In a situation where you are either unable to upgrade to 1810 HFRU2 or higher to resolve the update issue and still want to enable Device Token Authentication or you are just looking to confirm if the device token is enabled on the Server/Web App, you can use Azure Graph Explorer http://aka.ms/ge to query App properties and also make modifications.
Azure Graph Explorer won't allow you to query or make changes to the App properties by default. Select modify permissions to grant Directory.AccessasUser.All permission to the Signed in user, which grants access to query and modify App properties.
Grant access to Graph explorer to access the directory as you.
Select retrieve the list of applications from the list of queries under Applications (beta) to see the list of registered Apps. You can highlight "Response Preview" area and press Ctrl+F to search the Server App you are interested in. This may be handy when there are several Apps. The property we are interested in is isDeviceOnlyAuthSupported. If this is set to "null" as you see below, it means Device Token is not enabled.
Looking at some of output closely, we see two IDs here, id and appid. We are interested in id when running the query.
Once the device token works, the request is sent to internal MP via CMG to get a CCM token. Client must get a CCM token successfully before accessing internal resources.
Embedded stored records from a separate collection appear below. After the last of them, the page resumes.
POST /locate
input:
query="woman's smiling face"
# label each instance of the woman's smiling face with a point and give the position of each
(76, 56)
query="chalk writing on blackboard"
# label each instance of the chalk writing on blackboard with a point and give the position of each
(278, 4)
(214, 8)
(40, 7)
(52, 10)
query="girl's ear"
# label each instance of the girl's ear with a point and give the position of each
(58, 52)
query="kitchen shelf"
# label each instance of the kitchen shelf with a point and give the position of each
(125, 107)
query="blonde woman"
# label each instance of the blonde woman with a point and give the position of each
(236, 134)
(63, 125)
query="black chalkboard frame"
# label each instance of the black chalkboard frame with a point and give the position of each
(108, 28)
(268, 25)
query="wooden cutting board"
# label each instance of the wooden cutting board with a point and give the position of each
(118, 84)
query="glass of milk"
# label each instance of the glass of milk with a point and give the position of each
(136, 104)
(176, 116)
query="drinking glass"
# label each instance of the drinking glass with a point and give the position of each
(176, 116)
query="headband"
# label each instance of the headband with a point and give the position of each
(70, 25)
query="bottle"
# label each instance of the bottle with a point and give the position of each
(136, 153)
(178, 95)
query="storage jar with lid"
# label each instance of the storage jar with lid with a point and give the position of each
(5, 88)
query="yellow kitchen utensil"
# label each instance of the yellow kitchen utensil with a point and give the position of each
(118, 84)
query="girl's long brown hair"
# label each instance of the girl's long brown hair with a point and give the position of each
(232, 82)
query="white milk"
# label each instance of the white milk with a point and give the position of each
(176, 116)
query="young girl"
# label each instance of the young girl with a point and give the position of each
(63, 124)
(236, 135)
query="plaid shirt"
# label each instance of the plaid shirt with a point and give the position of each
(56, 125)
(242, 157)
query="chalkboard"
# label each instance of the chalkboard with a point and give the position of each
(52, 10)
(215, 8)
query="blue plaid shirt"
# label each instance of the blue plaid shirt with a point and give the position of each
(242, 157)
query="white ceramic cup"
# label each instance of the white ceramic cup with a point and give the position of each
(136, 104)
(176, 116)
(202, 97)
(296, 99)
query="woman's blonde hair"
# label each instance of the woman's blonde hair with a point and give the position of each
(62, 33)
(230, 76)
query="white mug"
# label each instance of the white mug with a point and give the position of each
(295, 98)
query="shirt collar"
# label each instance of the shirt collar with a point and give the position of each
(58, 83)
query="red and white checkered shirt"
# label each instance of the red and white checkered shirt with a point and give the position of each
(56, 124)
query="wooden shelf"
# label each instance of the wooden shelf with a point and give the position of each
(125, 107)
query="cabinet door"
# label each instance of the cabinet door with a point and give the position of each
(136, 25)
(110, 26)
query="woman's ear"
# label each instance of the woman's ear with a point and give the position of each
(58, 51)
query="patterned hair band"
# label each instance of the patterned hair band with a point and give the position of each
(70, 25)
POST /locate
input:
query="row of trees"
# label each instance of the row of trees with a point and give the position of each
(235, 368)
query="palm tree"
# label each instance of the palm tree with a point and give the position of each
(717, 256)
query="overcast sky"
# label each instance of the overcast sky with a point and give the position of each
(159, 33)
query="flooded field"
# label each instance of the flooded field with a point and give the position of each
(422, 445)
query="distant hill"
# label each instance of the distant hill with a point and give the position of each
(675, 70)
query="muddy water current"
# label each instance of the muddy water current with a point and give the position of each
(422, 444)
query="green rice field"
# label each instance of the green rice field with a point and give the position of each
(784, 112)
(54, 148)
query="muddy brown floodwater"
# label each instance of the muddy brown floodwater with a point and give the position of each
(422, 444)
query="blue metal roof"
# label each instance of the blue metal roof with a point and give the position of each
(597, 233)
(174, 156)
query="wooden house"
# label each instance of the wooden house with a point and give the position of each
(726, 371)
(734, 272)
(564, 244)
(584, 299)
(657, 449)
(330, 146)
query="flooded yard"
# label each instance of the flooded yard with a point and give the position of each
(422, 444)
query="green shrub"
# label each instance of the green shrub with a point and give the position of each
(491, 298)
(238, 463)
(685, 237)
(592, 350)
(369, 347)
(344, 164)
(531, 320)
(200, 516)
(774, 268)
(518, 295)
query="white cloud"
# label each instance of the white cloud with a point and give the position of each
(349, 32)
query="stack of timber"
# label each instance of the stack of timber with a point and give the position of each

CCM_STS.log available on the Management Point enabled for CMG traffic is a good place to know if CCM token was issued successfully.
Return token to client, token type: UDA, hierarchyId: 3a25dd9f-b871-4b26-87c0-81ab03a43375, userId: 00000000-0000-0000-0000-000000000000, deviceId: GUID:8AAE207C-880C-45C5-BC3A-16919E85F6F2 CCM_STS Elapsed time: 743 ms CCM_STS
If you have just updated Device token property and seeing 401 error in CCM_STS.log, advise is to give it some time for it to catch up.
ProcessRequest - Start CCM_STS
Return code: 401, Description: No bearer token found in request, No bearer token found in request CCM_STS
Elapsed time: 1 ms CCM_STS
Once the CCM_STS.log indicates successful retrieval of CCM token, you can look at CCMmessaging.log on the client and also add Device Online From Internet and Device Online Management Point columns to Devices view in the console to confirm successful communication with CMG.